Crisi, se ne vanno pure i rifugiati politici

PORDENONE. Fuggono da guerre e persecuzioni, dalla miseria e dalla fame. Sono i rifugiati e richiedenti asilo che, dal 2001 in via continuativa, sono stati accolti nell’ambito del progetto Sprar (Sistema di protezione per richiedenti asilo e rifugiati) finanziato dal ministero dell’Interno.
A oltre 10 anni dall’avvio dell’iniziativa, la cui gestione è affidata all’associazione Nuovi vicini onlus, aderiscono il Comune di Pordenone e l’ambito socio-assistenziale di Sacile. Nelle abitazioni messe a disposizione sono accolti coloro che arrivano in Italia per chiedere asilo politico o che hanno ottenuto il riconoscimento di rifugiato politico o altre forme di protezione umanitaria. All’origine del progetto ci fu la scelta di non concentrare gli immigrati in luoghi unici, ma di distribuirli sul territorio.
«È la migliore tipologia di accoglienza - afferma Davide Frusteri, responsabile del progetto -. Allo stato attuale abbiamo disponibilità di 20 posti a Pordenone e 15 nel sacilese». Frusteri parla di disponibilità, ma in realtà i posti vengono occupati non appena si liberano.
Le modalità di arrivo sono diverse: «In alcuni casi si presentano direttamente alla Caritas - prosegue il responsabile del progetto - oppure sono segnalati dalla Prefettura o dal sistema centrale Sprar». In quest’ultimo caso può accadere che il sistema chieda la disponibilità di posti per richiedenti asilo provenienti dai centri di accoglienza di tutta Italia.
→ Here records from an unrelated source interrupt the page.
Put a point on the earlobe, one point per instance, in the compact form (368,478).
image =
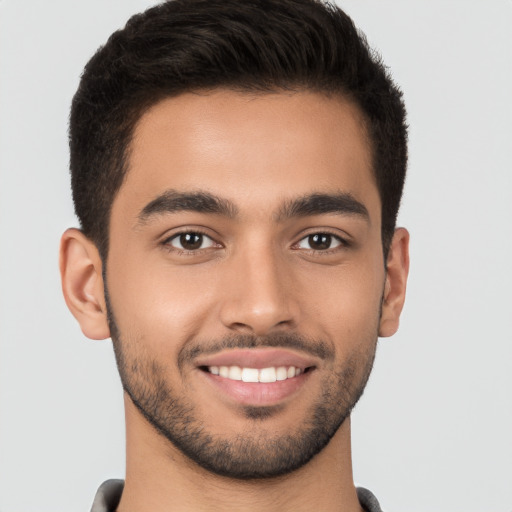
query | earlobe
(82,283)
(396,283)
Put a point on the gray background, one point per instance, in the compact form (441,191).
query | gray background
(433,431)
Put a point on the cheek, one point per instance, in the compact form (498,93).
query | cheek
(164,305)
(345,302)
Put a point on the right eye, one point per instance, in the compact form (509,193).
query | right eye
(190,241)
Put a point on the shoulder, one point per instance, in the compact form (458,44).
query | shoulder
(108,496)
(368,501)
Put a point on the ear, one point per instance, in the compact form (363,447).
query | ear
(397,269)
(82,283)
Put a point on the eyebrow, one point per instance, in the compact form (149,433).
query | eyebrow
(172,201)
(342,203)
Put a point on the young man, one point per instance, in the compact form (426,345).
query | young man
(237,169)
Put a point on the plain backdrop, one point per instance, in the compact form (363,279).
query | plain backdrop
(433,431)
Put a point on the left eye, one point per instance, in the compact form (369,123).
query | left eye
(191,241)
(320,242)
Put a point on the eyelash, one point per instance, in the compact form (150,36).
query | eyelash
(343,243)
(167,242)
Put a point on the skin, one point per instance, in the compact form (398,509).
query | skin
(255,275)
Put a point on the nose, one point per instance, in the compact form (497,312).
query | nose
(258,298)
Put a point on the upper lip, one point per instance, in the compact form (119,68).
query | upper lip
(257,358)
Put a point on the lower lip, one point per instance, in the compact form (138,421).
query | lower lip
(257,393)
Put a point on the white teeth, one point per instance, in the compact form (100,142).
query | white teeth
(267,375)
(270,374)
(250,375)
(281,373)
(235,373)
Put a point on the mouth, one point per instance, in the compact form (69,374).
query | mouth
(263,375)
(257,377)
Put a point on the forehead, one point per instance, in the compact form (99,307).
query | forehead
(254,149)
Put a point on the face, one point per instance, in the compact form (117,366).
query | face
(245,275)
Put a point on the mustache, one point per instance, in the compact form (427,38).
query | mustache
(316,348)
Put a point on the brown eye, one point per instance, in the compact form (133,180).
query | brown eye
(320,242)
(191,241)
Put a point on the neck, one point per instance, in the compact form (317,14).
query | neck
(159,477)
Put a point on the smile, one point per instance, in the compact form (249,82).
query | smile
(265,375)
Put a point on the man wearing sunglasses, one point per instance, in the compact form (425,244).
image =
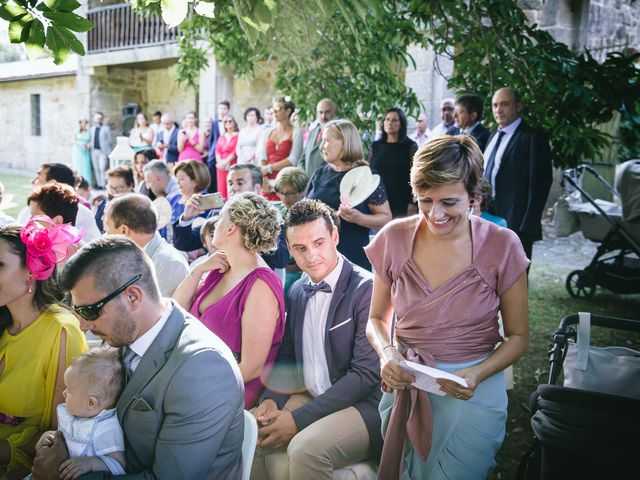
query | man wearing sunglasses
(182,407)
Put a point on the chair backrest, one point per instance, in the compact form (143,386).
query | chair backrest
(248,444)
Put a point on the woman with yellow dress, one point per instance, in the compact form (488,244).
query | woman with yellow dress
(38,337)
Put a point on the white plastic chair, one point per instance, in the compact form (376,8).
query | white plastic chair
(248,444)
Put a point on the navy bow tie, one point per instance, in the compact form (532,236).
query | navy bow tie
(310,289)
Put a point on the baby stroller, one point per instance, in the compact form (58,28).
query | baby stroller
(584,434)
(616,264)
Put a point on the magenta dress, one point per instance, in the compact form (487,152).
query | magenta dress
(224,319)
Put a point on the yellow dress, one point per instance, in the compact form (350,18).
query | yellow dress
(28,381)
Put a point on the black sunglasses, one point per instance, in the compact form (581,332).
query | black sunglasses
(91,312)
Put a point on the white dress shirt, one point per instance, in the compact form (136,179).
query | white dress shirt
(314,359)
(508,134)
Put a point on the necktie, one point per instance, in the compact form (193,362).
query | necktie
(128,356)
(492,158)
(310,289)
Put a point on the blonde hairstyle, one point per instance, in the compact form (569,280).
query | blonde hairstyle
(445,160)
(101,370)
(196,171)
(347,133)
(294,178)
(257,219)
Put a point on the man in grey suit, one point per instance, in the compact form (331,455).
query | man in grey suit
(325,112)
(325,354)
(100,148)
(182,407)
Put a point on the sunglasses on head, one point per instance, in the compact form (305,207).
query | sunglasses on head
(91,312)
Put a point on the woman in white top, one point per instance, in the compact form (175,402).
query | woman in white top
(248,137)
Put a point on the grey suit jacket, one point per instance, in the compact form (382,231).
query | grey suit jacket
(312,157)
(105,140)
(182,410)
(354,367)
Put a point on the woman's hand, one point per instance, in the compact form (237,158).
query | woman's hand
(455,390)
(391,373)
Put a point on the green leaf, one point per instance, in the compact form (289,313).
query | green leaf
(69,20)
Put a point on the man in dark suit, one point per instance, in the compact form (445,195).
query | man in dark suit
(518,166)
(217,129)
(325,352)
(468,115)
(182,407)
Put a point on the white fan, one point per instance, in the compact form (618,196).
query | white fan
(357,185)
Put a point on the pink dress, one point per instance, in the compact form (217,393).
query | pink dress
(224,148)
(190,153)
(224,319)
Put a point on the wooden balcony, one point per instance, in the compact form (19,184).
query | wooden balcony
(119,27)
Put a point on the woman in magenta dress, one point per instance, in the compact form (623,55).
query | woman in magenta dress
(282,146)
(226,155)
(241,299)
(190,139)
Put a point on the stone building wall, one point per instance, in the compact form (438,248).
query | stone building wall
(59,121)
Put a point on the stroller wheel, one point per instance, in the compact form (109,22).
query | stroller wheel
(580,284)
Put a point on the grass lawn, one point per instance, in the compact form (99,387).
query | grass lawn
(549,302)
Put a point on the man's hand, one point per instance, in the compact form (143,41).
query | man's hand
(47,462)
(279,429)
(72,468)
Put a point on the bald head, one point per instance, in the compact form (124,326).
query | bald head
(506,106)
(325,110)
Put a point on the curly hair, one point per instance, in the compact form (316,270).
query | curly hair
(258,220)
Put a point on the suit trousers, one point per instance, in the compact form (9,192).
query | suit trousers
(99,163)
(333,442)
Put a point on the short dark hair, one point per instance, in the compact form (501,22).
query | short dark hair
(256,173)
(133,210)
(308,210)
(471,103)
(403,123)
(126,173)
(54,199)
(112,260)
(60,173)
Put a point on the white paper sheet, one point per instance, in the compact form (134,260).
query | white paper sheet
(426,377)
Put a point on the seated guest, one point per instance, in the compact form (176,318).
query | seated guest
(342,150)
(119,182)
(192,177)
(241,300)
(134,216)
(62,174)
(56,200)
(181,408)
(241,178)
(336,423)
(38,338)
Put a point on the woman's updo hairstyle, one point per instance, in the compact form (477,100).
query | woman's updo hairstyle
(257,219)
(446,160)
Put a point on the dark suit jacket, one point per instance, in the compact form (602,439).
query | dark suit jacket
(481,135)
(172,149)
(523,181)
(182,410)
(354,367)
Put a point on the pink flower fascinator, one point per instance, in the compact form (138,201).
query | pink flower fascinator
(48,244)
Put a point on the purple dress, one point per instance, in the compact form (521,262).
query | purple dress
(224,319)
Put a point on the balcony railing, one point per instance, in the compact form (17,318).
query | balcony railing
(118,27)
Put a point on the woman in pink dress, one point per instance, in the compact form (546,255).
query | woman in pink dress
(226,155)
(190,140)
(241,299)
(282,148)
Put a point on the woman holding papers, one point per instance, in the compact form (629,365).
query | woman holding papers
(445,274)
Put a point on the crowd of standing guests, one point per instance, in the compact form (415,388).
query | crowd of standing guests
(273,294)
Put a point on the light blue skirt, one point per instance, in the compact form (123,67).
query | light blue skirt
(466,434)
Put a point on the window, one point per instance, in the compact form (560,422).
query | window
(35,115)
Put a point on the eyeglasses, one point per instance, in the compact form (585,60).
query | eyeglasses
(91,312)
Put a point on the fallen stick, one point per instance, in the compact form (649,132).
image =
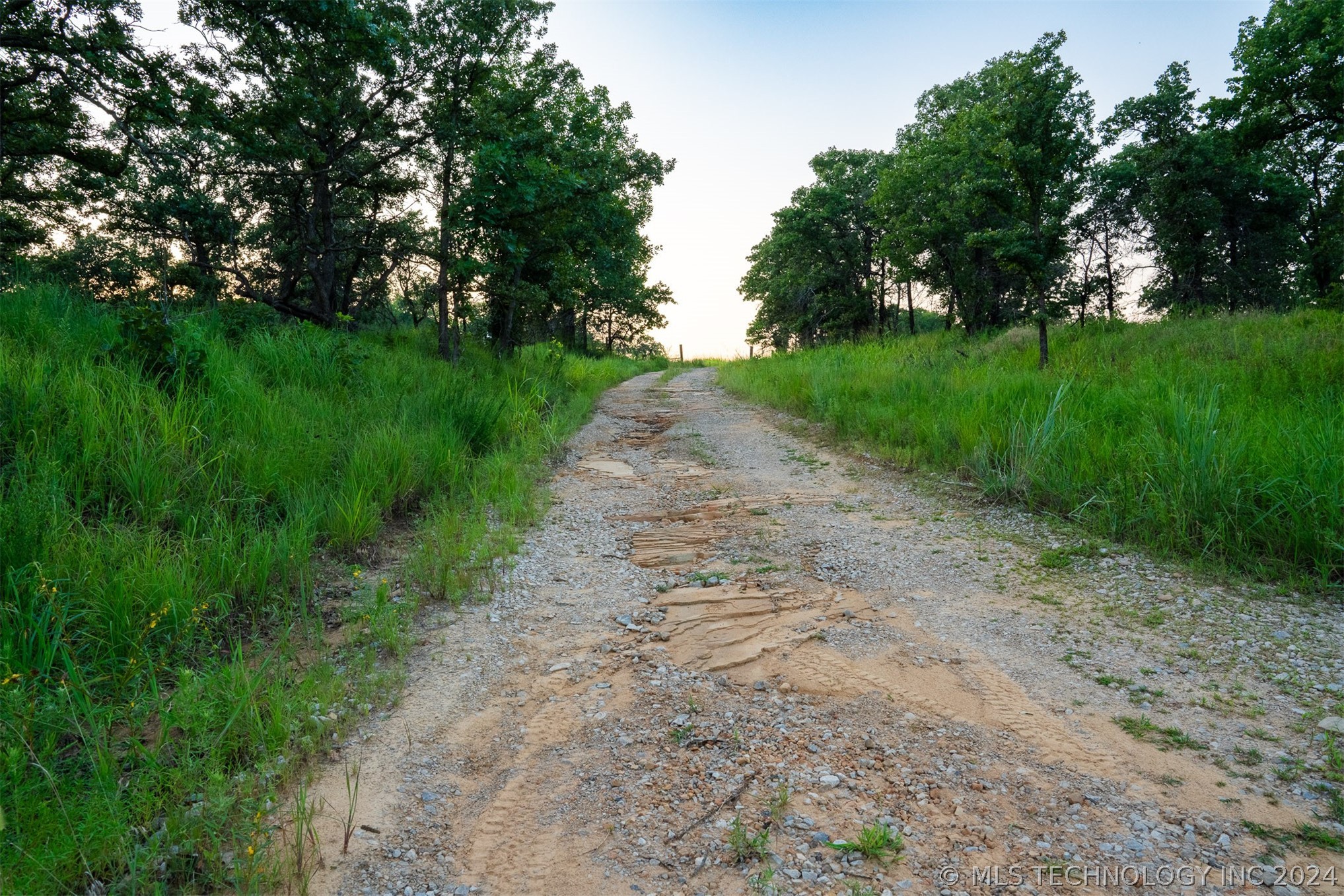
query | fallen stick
(711,813)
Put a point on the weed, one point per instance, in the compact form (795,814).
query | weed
(745,845)
(762,881)
(160,566)
(351,802)
(1171,736)
(1139,448)
(875,841)
(1248,755)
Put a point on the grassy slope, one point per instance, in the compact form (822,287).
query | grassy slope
(158,631)
(1219,438)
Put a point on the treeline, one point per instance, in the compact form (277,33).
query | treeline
(339,162)
(1007,203)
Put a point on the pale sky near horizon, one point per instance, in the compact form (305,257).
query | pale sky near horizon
(744,93)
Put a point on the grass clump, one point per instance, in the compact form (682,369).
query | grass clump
(876,841)
(1168,738)
(176,508)
(1207,437)
(745,845)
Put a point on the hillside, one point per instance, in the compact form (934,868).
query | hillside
(1213,437)
(184,519)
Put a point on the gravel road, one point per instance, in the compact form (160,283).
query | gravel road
(727,652)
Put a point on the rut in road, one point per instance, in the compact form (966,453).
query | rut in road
(718,618)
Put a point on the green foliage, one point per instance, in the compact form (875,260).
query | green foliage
(993,203)
(1213,438)
(157,345)
(875,841)
(287,156)
(162,660)
(745,845)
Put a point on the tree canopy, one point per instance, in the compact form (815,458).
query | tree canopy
(353,160)
(1007,203)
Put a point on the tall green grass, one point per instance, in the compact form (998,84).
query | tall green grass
(1220,437)
(162,663)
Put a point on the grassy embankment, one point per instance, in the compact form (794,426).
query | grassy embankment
(1219,438)
(163,671)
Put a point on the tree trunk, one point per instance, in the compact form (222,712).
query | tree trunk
(882,297)
(323,269)
(449,336)
(1041,328)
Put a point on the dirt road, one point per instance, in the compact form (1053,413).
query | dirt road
(722,631)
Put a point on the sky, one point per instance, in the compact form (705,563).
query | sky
(744,94)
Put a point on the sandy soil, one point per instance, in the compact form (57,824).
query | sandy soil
(723,635)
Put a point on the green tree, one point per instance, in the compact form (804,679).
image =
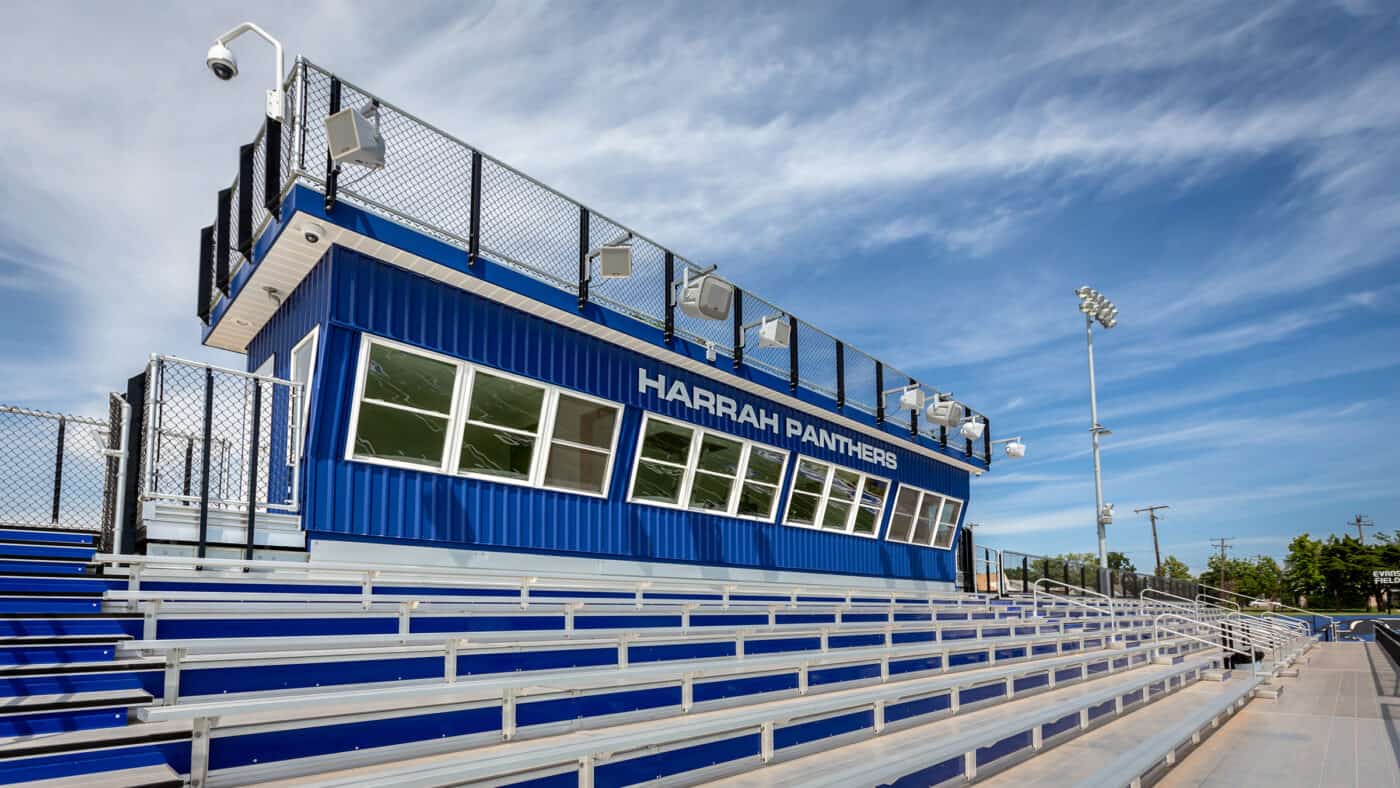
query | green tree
(1302,574)
(1175,568)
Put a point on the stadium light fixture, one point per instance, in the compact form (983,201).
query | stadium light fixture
(224,65)
(1098,308)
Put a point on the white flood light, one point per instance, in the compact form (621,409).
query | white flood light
(1015,449)
(912,399)
(774,332)
(972,428)
(945,413)
(706,297)
(221,62)
(353,139)
(615,261)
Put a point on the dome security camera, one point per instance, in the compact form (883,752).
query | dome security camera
(312,233)
(221,62)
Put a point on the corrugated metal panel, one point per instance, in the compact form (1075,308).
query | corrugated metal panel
(371,501)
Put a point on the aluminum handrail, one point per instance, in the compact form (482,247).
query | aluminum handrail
(1334,622)
(1158,629)
(1036,592)
(1204,596)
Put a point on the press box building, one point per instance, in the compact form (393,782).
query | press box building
(468,389)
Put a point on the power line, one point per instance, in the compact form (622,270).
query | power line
(1224,543)
(1157,549)
(1361,521)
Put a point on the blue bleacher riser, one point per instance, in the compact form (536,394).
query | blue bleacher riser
(65,536)
(62,626)
(53,654)
(66,683)
(59,721)
(45,567)
(49,605)
(46,552)
(69,764)
(95,585)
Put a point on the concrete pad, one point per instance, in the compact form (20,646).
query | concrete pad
(1336,725)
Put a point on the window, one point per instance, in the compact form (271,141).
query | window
(837,498)
(689,468)
(303,367)
(923,518)
(499,427)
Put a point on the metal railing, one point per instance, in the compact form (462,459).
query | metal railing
(447,189)
(63,472)
(1105,609)
(220,438)
(1330,627)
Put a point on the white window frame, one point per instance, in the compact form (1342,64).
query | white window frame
(826,496)
(462,388)
(942,501)
(690,469)
(298,438)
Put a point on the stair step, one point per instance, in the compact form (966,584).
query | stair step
(46,536)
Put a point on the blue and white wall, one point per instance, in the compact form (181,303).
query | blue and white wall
(350,294)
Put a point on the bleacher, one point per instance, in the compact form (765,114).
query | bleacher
(147,671)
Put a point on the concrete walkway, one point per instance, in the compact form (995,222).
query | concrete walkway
(1336,725)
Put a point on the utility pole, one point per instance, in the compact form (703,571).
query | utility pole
(1362,521)
(1157,549)
(1224,543)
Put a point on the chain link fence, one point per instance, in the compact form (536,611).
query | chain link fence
(443,188)
(60,470)
(221,435)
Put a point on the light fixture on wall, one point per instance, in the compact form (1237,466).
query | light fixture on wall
(774,331)
(945,412)
(706,296)
(353,137)
(972,428)
(1015,449)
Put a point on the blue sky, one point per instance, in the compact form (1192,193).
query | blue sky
(933,179)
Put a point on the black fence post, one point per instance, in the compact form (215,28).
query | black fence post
(583,258)
(205,287)
(840,375)
(879,392)
(58,470)
(332,168)
(203,452)
(272,167)
(252,469)
(221,231)
(793,371)
(136,431)
(473,240)
(913,416)
(669,329)
(738,328)
(245,205)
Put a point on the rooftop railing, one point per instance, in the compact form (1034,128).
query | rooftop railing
(440,186)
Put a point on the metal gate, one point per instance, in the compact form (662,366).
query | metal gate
(63,472)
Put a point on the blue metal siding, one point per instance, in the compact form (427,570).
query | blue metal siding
(366,501)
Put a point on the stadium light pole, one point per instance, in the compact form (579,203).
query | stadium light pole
(1095,307)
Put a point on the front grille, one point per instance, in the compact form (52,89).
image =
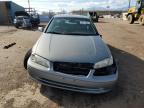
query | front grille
(73,68)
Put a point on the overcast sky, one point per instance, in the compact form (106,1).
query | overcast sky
(68,5)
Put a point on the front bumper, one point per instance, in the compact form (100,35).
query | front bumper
(86,84)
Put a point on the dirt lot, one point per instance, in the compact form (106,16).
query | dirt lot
(17,90)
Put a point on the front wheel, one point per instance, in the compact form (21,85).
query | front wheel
(130,19)
(28,54)
(141,20)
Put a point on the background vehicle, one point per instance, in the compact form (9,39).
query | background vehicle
(136,13)
(94,16)
(22,21)
(31,19)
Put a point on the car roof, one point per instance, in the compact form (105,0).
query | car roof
(71,16)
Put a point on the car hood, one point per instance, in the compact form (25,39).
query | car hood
(72,48)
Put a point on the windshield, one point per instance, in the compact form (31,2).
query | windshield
(71,26)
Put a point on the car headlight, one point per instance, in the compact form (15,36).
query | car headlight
(40,60)
(104,63)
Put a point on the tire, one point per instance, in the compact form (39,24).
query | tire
(141,19)
(130,19)
(28,54)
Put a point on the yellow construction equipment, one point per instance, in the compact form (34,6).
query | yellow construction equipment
(136,13)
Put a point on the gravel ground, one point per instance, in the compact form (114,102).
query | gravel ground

Gli appartamenti a Pordenone sono 4; altrettanti posti sono nella casa dei lavoratori San Giuseppe.
Un appartamento è a Sacile e uno ad Aviano. Nella cittadina pedemontana da alcuni anni è stata destinata all’accoglienza la canonica della parrocchia di Villotta di Aviano. «Qui - prosegue Frusteri - ospitiamo le famiglie anche perché sono aiutati dalla comunità parrocchiale». In questi anni sono transitate 240 persone, tra cui 32 famiglie, per una permanenza che, in base alla legge, dovrebbe essere di 6 mesi, ma che può essere prorogata nel caso in cui le persone frequentino work experience, corsi di formazione professionale o abbiano problemi di salute.
La tendenza nell’ultimo periodo, corrispondente all’acuirsi della crisi, è quella di fermarsi poco: una volta ottenuto il riconoscimento, gli immigrati partono alla volta di altre località italiane o Paesi europei. L’effetto della carenza di lavoro si fa sentire.